When Dudley Cocke was hitchhiking around the U.S. in 1969, he met Edward Wemytewa at a pick-up basketball game in Gallup, New Mexico. In 1984, Dudley was Roadside's director, and the company decided to visit Edward on the tail end of a Utah performance tour.
Edward invited Roadside to tell stories to the students in the Pueblo’s mid-school.
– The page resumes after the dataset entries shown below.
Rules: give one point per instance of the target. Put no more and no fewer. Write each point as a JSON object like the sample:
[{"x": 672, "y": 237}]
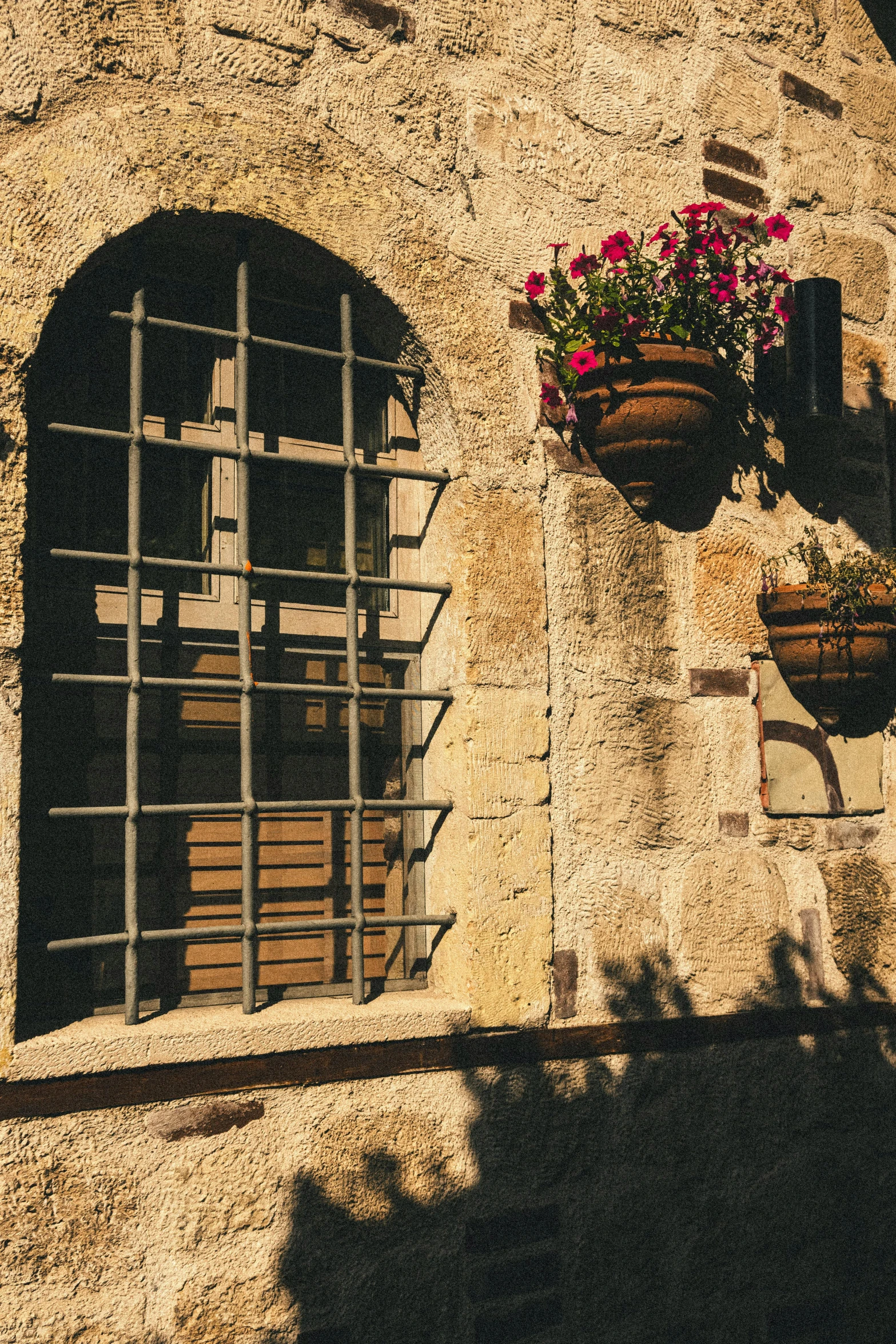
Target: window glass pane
[
  {"x": 301, "y": 396},
  {"x": 297, "y": 523},
  {"x": 178, "y": 366},
  {"x": 176, "y": 514}
]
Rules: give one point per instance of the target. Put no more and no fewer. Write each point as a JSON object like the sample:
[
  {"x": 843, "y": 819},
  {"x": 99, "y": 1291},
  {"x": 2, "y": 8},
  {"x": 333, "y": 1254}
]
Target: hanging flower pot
[
  {"x": 833, "y": 639},
  {"x": 643, "y": 417},
  {"x": 637, "y": 342}
]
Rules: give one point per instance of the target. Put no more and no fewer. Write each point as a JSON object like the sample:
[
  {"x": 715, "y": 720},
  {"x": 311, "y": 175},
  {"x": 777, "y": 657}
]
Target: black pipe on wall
[{"x": 814, "y": 350}]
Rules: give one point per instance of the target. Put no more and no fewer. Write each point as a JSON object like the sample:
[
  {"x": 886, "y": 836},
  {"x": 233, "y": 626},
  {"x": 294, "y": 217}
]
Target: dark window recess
[
  {"x": 300, "y": 524},
  {"x": 528, "y": 1322},
  {"x": 515, "y": 1256},
  {"x": 244, "y": 835},
  {"x": 507, "y": 1231},
  {"x": 515, "y": 1277}
]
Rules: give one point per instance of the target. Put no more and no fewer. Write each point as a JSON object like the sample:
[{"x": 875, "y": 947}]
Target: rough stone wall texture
[{"x": 587, "y": 780}]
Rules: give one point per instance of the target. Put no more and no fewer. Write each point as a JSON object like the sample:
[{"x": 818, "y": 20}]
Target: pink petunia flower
[
  {"x": 616, "y": 248},
  {"x": 583, "y": 265},
  {"x": 754, "y": 273},
  {"x": 583, "y": 360},
  {"x": 723, "y": 287},
  {"x": 785, "y": 307},
  {"x": 766, "y": 335},
  {"x": 606, "y": 320},
  {"x": 779, "y": 228},
  {"x": 535, "y": 284}
]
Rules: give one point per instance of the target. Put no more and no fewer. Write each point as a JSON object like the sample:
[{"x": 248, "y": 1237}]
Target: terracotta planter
[
  {"x": 825, "y": 671},
  {"x": 641, "y": 420}
]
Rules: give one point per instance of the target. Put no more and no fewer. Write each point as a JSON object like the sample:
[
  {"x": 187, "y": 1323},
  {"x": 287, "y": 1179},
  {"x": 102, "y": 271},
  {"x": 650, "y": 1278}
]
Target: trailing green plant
[
  {"x": 845, "y": 581},
  {"x": 707, "y": 287}
]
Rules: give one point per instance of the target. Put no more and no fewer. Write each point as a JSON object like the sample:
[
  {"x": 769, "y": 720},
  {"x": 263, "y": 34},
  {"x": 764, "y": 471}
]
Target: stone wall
[{"x": 437, "y": 148}]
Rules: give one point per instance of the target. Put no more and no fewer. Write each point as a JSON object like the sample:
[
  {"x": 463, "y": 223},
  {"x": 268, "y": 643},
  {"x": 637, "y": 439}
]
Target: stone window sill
[{"x": 193, "y": 1035}]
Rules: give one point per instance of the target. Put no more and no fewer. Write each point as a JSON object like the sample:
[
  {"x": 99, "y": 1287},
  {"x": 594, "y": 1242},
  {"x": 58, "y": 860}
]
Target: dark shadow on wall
[
  {"x": 726, "y": 1195},
  {"x": 885, "y": 19}
]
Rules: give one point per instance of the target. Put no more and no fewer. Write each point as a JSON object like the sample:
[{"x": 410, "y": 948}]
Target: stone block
[
  {"x": 629, "y": 940},
  {"x": 524, "y": 317},
  {"x": 863, "y": 918},
  {"x": 866, "y": 360},
  {"x": 809, "y": 96},
  {"x": 747, "y": 194},
  {"x": 734, "y": 824},
  {"x": 730, "y": 98},
  {"x": 609, "y": 575},
  {"x": 878, "y": 181},
  {"x": 726, "y": 682},
  {"x": 528, "y": 136},
  {"x": 730, "y": 156},
  {"x": 870, "y": 101},
  {"x": 851, "y": 834},
  {"x": 622, "y": 100},
  {"x": 201, "y": 1122},
  {"x": 726, "y": 585},
  {"x": 859, "y": 264},
  {"x": 817, "y": 163},
  {"x": 499, "y": 584},
  {"x": 734, "y": 910},
  {"x": 566, "y": 983},
  {"x": 641, "y": 772},
  {"x": 652, "y": 183}
]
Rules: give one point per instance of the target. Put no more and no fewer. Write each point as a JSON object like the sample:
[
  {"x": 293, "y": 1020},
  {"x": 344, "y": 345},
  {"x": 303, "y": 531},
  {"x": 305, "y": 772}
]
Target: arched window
[{"x": 222, "y": 749}]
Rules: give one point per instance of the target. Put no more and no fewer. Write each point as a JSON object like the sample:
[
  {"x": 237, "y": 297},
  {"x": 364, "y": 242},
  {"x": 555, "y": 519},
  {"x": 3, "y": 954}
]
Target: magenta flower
[
  {"x": 785, "y": 307},
  {"x": 582, "y": 265},
  {"x": 606, "y": 320},
  {"x": 723, "y": 287},
  {"x": 766, "y": 335},
  {"x": 752, "y": 275},
  {"x": 779, "y": 228},
  {"x": 535, "y": 284},
  {"x": 616, "y": 248},
  {"x": 583, "y": 360}
]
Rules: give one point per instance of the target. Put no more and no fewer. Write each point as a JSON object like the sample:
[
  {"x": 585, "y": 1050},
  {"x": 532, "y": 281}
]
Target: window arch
[{"x": 222, "y": 758}]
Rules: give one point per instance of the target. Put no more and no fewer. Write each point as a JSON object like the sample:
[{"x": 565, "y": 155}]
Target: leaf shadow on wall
[
  {"x": 740, "y": 1192},
  {"x": 885, "y": 21}
]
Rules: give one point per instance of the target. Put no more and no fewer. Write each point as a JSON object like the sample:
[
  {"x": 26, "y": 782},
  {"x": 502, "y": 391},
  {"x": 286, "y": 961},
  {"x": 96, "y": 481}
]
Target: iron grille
[{"x": 249, "y": 807}]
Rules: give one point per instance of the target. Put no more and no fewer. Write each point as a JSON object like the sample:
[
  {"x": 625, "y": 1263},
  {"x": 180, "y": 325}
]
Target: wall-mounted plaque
[{"x": 808, "y": 772}]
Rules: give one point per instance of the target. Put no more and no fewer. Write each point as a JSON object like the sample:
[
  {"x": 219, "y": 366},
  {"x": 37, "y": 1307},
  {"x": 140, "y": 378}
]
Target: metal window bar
[{"x": 248, "y": 807}]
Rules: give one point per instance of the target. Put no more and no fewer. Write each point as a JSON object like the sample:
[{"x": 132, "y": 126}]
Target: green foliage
[
  {"x": 706, "y": 287},
  {"x": 847, "y": 581}
]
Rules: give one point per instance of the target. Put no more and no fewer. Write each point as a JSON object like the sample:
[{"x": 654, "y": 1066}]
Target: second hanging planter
[{"x": 831, "y": 671}]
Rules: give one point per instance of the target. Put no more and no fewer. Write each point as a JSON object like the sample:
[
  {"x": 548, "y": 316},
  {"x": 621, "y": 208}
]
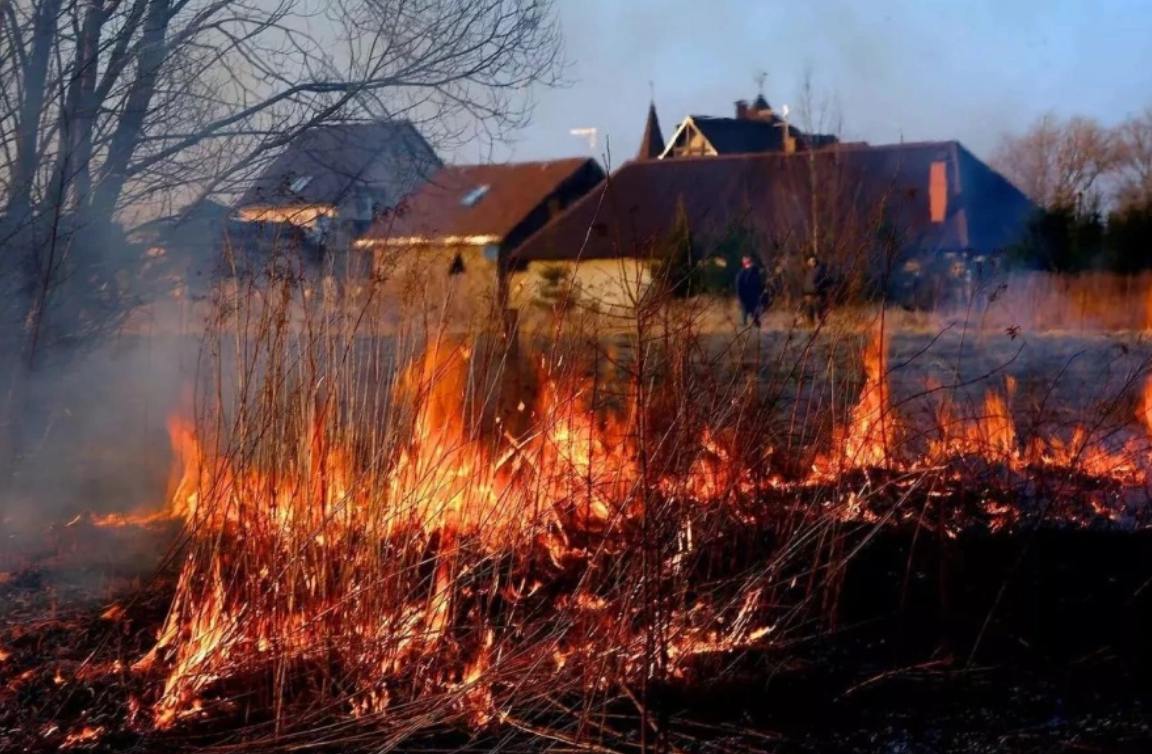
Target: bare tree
[
  {"x": 1059, "y": 164},
  {"x": 112, "y": 108},
  {"x": 1134, "y": 146}
]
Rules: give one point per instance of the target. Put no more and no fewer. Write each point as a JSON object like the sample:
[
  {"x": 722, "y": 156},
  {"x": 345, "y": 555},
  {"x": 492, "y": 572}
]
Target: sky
[{"x": 884, "y": 70}]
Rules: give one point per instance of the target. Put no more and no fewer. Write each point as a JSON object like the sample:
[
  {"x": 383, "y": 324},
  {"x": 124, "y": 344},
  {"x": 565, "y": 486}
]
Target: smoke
[{"x": 85, "y": 429}]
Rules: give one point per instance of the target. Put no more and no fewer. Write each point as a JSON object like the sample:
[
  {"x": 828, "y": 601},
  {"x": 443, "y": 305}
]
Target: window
[
  {"x": 457, "y": 265},
  {"x": 938, "y": 191},
  {"x": 475, "y": 196}
]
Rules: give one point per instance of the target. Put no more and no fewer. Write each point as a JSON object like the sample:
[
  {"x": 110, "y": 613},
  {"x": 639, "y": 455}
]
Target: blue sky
[{"x": 893, "y": 69}]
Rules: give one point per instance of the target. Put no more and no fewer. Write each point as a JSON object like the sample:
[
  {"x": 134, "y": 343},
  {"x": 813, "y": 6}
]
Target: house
[
  {"x": 756, "y": 128},
  {"x": 859, "y": 207},
  {"x": 456, "y": 231},
  {"x": 334, "y": 179}
]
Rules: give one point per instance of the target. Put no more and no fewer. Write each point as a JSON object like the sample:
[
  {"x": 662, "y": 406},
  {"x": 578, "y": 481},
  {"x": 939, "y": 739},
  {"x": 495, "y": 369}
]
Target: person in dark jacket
[
  {"x": 816, "y": 290},
  {"x": 750, "y": 291}
]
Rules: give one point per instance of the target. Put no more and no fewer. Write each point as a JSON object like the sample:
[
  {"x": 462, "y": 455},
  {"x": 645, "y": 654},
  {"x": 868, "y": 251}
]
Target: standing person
[
  {"x": 816, "y": 290},
  {"x": 750, "y": 291}
]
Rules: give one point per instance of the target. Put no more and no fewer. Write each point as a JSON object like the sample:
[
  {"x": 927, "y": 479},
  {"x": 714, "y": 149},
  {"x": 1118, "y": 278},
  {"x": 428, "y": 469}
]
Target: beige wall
[
  {"x": 416, "y": 280},
  {"x": 603, "y": 286}
]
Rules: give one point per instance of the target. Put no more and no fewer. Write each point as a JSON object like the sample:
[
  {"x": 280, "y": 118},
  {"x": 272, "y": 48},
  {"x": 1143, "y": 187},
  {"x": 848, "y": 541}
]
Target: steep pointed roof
[{"x": 652, "y": 142}]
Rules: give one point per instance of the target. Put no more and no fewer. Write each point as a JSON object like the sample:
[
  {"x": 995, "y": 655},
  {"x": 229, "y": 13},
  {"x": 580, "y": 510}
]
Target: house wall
[
  {"x": 418, "y": 281},
  {"x": 606, "y": 287}
]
The rest is history, as they say, as the ensuing 30-year exchange and collaboration produced:
- Numerous Roadside visits to Zuni and Zuni visits to Appalachia;
- The founding of Idiwanan An Chawe, the first Zuni language theater, and the creation of many Zuni language plays;
- The creation and touring of Corn Mountain/Pine Mountain: Following the Seasons, a Roadside--Idiwanan play;
- The publication of the book, Journeys Home: Revealing a Zuni--Appalachian Collaboration;
- Performances at the national Museum of the American Indian, New York City; the National Museum of American History, Washington, DC; the Lensic Theater in Santa Fe, New Mexico; the Zuni Senior Center, Zuni, New Mexico; the Appalshop Theater, Whitesburg, Kentucky; Arizona State University; and the New Orleans Environmental Justice Festival.